TOPIC 2: Give Matt Forte a nickname that befits a Bears running back.
Phillip Thompson: “Greased Lightning,” which reflects the preferred cooking method of all Bears fans.
Tracy Swarz: “Un-Forte-nate Burden.”
Jimmy Greenfield: “Nancy.”
Leo Ebersole: “Artificial Sweetness.”
“That Guy”: Matt “I like drunk boating and so should you” Forte.
TOPIC 3: Any words of encouragement for the Tom Brady-less Patriots?
Phillip Thompson: If anyone can lift your spirits, it’s Mr. Sunshine, Bill Belichick.
Tracy Swarz: As Bridget Moynahan learned, you don’t need a guy who can’t even commit for a quarter.

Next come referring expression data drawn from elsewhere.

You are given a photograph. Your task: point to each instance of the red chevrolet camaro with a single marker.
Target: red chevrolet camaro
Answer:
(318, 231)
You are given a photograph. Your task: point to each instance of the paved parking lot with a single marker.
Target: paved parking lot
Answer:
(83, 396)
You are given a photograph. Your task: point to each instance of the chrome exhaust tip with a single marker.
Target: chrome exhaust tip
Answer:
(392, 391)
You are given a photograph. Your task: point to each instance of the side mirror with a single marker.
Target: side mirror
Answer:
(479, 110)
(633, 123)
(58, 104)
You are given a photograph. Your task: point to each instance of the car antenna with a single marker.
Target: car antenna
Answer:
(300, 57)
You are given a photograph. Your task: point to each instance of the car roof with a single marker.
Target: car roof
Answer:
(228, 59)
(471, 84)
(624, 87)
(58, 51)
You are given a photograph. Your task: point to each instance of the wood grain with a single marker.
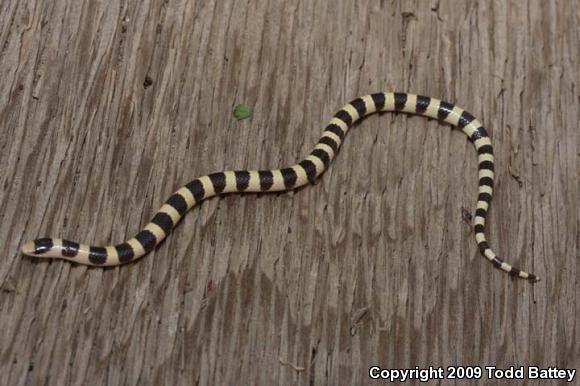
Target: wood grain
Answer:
(108, 106)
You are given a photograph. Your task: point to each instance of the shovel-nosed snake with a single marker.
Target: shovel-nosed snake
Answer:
(292, 177)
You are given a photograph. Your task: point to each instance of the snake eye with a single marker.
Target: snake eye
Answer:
(28, 248)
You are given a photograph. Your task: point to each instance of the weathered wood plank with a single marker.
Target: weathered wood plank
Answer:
(107, 107)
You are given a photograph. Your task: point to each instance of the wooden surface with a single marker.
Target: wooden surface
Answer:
(107, 107)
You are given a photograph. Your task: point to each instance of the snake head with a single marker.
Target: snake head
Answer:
(38, 248)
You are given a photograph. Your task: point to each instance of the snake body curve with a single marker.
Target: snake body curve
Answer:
(292, 177)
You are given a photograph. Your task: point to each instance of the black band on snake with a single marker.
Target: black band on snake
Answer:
(292, 177)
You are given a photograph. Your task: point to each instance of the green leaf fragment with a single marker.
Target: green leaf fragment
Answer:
(242, 112)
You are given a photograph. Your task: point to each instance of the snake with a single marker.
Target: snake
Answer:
(292, 177)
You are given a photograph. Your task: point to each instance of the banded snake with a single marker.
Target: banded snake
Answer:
(292, 177)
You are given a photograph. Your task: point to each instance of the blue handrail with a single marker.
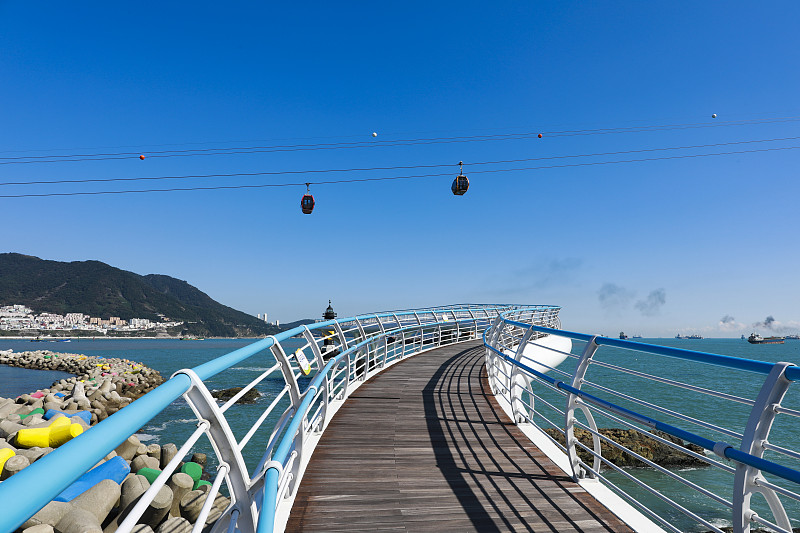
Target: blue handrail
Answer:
(25, 493)
(738, 363)
(708, 444)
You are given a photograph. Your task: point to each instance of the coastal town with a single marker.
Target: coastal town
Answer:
(21, 318)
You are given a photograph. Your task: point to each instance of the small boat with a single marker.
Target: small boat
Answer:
(755, 338)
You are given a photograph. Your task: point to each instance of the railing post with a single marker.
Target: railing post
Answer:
(745, 481)
(491, 357)
(514, 373)
(225, 447)
(474, 323)
(340, 333)
(573, 402)
(296, 398)
(326, 382)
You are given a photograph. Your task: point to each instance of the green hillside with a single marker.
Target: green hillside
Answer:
(100, 290)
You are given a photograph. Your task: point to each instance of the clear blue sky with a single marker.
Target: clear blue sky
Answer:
(653, 247)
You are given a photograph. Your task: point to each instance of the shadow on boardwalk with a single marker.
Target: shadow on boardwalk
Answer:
(424, 447)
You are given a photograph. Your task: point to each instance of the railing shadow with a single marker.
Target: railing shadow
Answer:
(488, 462)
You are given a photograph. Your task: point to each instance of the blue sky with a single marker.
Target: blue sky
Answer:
(691, 244)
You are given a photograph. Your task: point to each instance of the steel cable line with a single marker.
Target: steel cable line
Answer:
(387, 178)
(404, 167)
(372, 144)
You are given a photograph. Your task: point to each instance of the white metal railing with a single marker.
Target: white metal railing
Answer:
(327, 361)
(538, 398)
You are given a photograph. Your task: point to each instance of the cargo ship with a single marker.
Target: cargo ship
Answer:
(755, 338)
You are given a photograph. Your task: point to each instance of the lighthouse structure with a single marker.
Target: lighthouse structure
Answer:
(329, 344)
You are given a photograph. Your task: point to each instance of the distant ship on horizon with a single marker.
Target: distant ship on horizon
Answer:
(755, 338)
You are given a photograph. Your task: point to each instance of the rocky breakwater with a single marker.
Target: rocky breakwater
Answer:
(33, 425)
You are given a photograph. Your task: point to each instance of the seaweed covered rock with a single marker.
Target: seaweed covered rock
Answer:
(640, 443)
(226, 394)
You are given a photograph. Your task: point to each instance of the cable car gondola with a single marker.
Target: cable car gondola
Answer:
(460, 183)
(307, 203)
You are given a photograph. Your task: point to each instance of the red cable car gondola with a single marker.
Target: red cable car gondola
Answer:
(460, 183)
(307, 203)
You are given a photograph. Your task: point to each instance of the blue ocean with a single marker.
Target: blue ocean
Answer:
(169, 355)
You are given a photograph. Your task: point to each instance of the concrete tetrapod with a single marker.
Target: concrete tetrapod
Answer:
(87, 511)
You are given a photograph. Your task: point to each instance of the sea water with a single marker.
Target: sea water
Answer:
(177, 421)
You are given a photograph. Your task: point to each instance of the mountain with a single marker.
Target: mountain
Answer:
(100, 290)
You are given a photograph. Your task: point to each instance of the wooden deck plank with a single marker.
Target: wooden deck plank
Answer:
(424, 447)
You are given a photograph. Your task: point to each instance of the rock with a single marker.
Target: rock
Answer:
(158, 508)
(13, 465)
(176, 524)
(127, 450)
(180, 484)
(647, 447)
(41, 528)
(226, 394)
(168, 451)
(144, 461)
(191, 505)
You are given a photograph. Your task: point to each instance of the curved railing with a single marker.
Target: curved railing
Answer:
(618, 391)
(326, 363)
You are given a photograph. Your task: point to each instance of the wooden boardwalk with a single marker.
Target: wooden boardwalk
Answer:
(424, 447)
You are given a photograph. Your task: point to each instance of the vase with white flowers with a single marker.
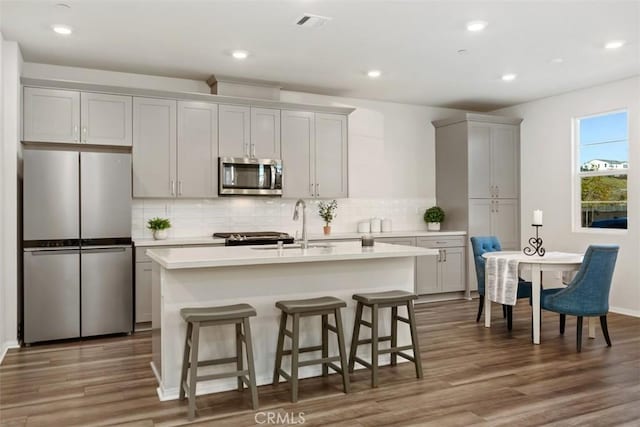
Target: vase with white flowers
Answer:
(327, 211)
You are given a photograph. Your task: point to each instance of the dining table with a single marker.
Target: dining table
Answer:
(561, 262)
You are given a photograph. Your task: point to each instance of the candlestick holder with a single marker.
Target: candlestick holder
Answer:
(535, 243)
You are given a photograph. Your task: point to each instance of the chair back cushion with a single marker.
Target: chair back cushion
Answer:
(481, 245)
(588, 292)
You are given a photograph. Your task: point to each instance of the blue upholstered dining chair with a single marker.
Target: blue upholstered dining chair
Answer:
(484, 244)
(588, 293)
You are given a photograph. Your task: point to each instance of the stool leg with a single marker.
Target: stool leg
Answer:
(239, 356)
(414, 339)
(343, 351)
(394, 334)
(185, 360)
(251, 366)
(280, 349)
(294, 357)
(193, 369)
(355, 337)
(325, 344)
(374, 345)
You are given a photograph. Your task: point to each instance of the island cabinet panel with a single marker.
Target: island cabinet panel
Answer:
(234, 131)
(51, 115)
(197, 149)
(314, 155)
(106, 119)
(66, 116)
(444, 273)
(298, 139)
(265, 133)
(154, 147)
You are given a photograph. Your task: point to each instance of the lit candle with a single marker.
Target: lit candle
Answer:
(537, 217)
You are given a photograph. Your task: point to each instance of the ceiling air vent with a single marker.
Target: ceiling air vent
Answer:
(312, 21)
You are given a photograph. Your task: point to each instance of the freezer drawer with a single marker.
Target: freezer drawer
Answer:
(51, 195)
(51, 295)
(107, 291)
(105, 208)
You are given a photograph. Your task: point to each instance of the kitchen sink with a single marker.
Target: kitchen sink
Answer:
(286, 247)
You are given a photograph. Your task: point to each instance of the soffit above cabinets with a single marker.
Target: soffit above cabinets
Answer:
(189, 96)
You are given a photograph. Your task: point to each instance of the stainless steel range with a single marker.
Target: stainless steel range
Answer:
(248, 238)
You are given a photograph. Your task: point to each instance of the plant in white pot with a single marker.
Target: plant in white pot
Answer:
(159, 227)
(433, 217)
(327, 211)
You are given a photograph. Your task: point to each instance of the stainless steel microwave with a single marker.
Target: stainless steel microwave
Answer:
(250, 177)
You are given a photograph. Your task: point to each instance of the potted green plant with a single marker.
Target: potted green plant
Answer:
(327, 211)
(433, 217)
(159, 227)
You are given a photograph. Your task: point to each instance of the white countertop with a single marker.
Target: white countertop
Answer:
(208, 240)
(204, 257)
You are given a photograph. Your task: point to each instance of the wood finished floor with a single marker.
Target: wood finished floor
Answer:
(473, 376)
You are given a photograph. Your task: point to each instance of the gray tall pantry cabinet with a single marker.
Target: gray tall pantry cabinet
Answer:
(478, 178)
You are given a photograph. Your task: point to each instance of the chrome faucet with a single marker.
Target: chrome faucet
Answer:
(305, 243)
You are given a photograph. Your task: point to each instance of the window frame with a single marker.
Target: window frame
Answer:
(577, 174)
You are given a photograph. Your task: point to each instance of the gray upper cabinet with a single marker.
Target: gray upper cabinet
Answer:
(493, 165)
(64, 116)
(265, 133)
(105, 119)
(51, 115)
(331, 155)
(154, 147)
(314, 154)
(298, 138)
(197, 154)
(234, 131)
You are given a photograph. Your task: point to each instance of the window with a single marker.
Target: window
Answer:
(602, 145)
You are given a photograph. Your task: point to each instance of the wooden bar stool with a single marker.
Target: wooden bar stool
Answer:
(196, 318)
(376, 301)
(323, 306)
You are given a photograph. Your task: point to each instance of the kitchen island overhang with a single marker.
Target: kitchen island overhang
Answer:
(260, 276)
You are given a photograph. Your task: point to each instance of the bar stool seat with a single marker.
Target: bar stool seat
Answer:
(387, 297)
(197, 317)
(310, 304)
(375, 301)
(206, 314)
(323, 306)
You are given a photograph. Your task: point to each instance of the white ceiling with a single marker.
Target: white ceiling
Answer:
(414, 43)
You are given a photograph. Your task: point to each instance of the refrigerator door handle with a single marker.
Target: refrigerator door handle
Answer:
(104, 250)
(39, 251)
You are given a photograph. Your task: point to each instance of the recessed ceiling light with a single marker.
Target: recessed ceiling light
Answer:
(476, 25)
(240, 54)
(614, 44)
(65, 30)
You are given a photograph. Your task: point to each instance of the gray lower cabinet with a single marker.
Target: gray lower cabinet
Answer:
(444, 273)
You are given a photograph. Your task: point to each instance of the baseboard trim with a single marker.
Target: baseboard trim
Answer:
(625, 311)
(6, 346)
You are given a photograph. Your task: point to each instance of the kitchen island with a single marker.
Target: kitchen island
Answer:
(260, 276)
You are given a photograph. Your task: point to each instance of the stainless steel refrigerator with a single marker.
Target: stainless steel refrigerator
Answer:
(78, 271)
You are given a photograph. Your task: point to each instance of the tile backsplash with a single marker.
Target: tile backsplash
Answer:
(197, 218)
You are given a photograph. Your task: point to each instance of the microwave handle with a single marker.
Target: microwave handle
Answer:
(273, 177)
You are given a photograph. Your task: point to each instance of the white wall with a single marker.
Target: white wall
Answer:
(547, 182)
(11, 63)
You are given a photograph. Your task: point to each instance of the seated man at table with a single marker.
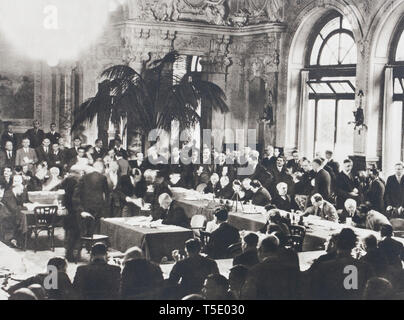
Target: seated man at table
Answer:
(63, 290)
(261, 195)
(223, 237)
(13, 203)
(370, 219)
(328, 279)
(191, 272)
(98, 280)
(249, 257)
(169, 213)
(273, 278)
(226, 188)
(141, 278)
(322, 209)
(282, 200)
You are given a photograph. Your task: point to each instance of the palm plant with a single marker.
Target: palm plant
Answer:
(151, 99)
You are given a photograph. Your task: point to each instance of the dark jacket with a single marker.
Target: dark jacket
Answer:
(261, 198)
(322, 184)
(98, 281)
(176, 216)
(375, 195)
(248, 258)
(35, 138)
(221, 239)
(91, 194)
(273, 279)
(141, 279)
(344, 186)
(191, 272)
(394, 194)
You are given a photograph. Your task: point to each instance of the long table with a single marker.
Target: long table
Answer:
(317, 231)
(157, 243)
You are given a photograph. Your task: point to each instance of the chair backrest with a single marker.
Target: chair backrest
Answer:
(205, 236)
(201, 187)
(235, 250)
(45, 216)
(397, 224)
(297, 231)
(198, 222)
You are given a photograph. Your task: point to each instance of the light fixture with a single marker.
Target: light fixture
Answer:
(359, 115)
(53, 30)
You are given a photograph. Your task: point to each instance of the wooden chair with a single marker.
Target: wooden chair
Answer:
(296, 239)
(235, 250)
(198, 224)
(44, 218)
(205, 236)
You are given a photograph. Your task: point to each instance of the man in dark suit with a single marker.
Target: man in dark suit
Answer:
(7, 157)
(261, 195)
(26, 155)
(272, 279)
(334, 165)
(346, 185)
(73, 152)
(98, 280)
(295, 162)
(44, 151)
(394, 195)
(375, 195)
(322, 180)
(249, 257)
(53, 136)
(90, 196)
(8, 135)
(223, 237)
(269, 160)
(57, 158)
(328, 280)
(172, 214)
(99, 151)
(392, 249)
(35, 135)
(141, 278)
(191, 272)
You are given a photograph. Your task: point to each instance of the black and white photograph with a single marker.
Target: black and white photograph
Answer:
(226, 151)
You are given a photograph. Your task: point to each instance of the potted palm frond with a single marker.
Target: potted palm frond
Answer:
(151, 99)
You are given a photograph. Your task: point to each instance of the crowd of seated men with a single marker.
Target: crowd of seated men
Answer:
(265, 270)
(110, 182)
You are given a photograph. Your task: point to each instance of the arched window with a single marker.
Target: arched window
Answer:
(331, 67)
(396, 110)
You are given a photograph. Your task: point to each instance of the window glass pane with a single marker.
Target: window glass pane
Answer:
(325, 126)
(348, 49)
(329, 55)
(345, 132)
(400, 49)
(315, 50)
(397, 86)
(330, 26)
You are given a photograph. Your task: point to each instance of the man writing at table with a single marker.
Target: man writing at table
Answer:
(170, 214)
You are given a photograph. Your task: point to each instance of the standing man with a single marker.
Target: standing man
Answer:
(322, 181)
(35, 135)
(53, 136)
(346, 186)
(7, 157)
(9, 135)
(90, 197)
(26, 156)
(44, 151)
(394, 195)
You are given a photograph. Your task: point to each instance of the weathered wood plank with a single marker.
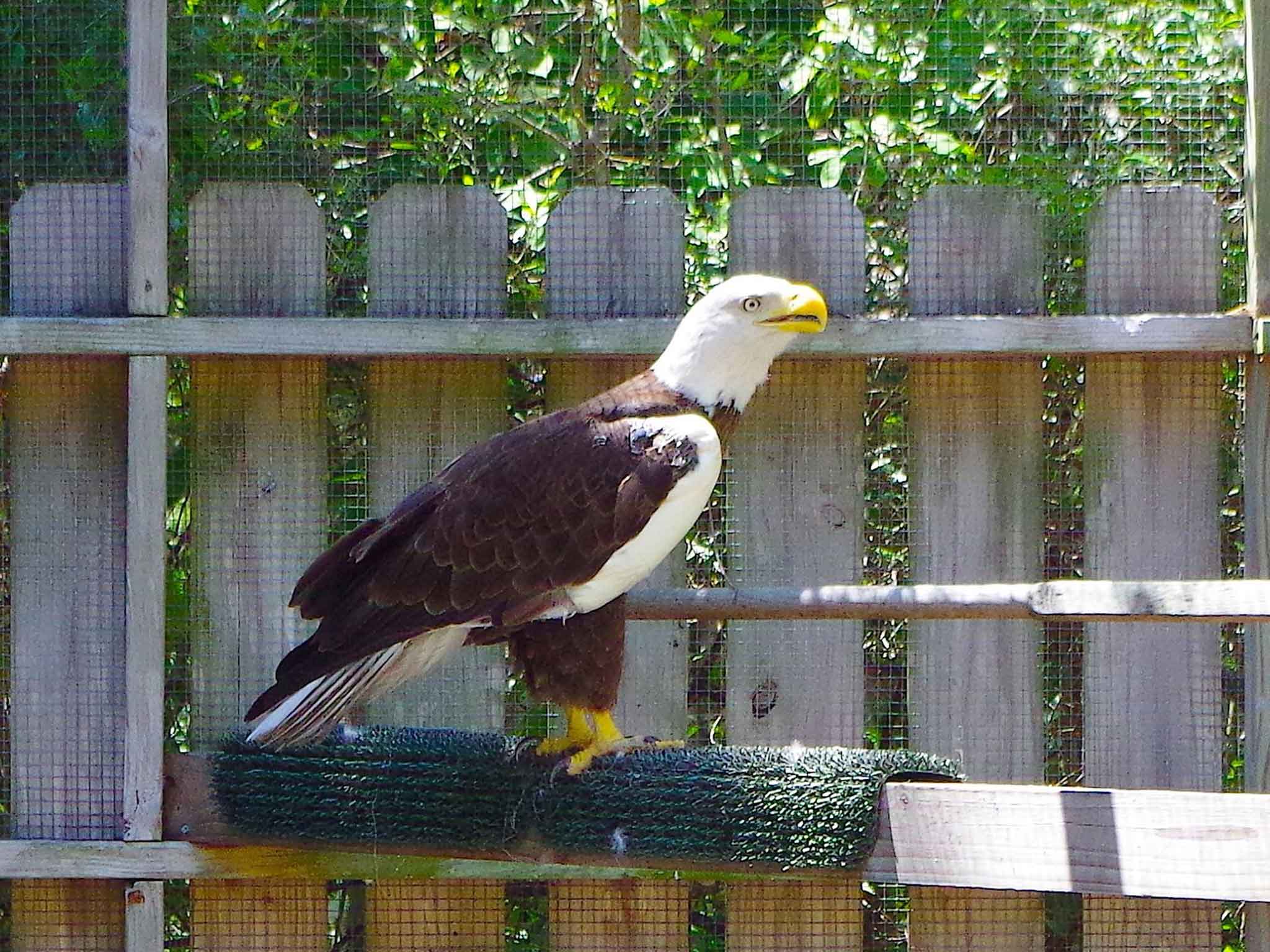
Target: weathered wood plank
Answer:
(436, 253)
(148, 157)
(613, 337)
(146, 562)
(977, 835)
(1152, 432)
(977, 516)
(1256, 555)
(796, 498)
(144, 919)
(69, 484)
(258, 495)
(1256, 434)
(148, 384)
(1227, 601)
(620, 253)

Jimmy Greenfield: Welcome to my world.
Leo Ebersole: Hey, at least your coach seems like a forgiving guy. Oh, wait …
“That Guy”: At least you won’t have those Victoria’s Secret models running around.
TOPIC 4: Is it panic time for Chicago’s baseball teams?
Phillip Thompson: We’re close. When it’s time, I’ll send an e-mail from my underground bunker.
Tracy Swarz: It’s not time to bring in Jodi Foster, unless it’s to scare the other team.
Jimmy Greenfield: No, it’s panic time for Chicago’s baseball fans.
Leo Ebersole: You won’t find many fresh diapers in Wrigleyville, let’s just say that.
“That Guy”: Panic time started around early April and ends in mid-October.
TOPIC 5: It seems like the injury bug is biting lately. What’s ailing you right now?
Phillip Thompson: I’m hoping I don’t get sympathy pains for whatever it is “That Guy’s” got.
Tracy Swarz: Whatever “That Guy” can transmit with high fives and butt slaps.
Jimmy Greenfield: I just cut myself shaving, but thankfully I had a Band-Aid for my back.
Leo Ebersole: I strained two fingers watching a week’s worth of buildup to USC-OSU.
“That Guy”: My liver — it got in a brawl with Hornitos tequila last night.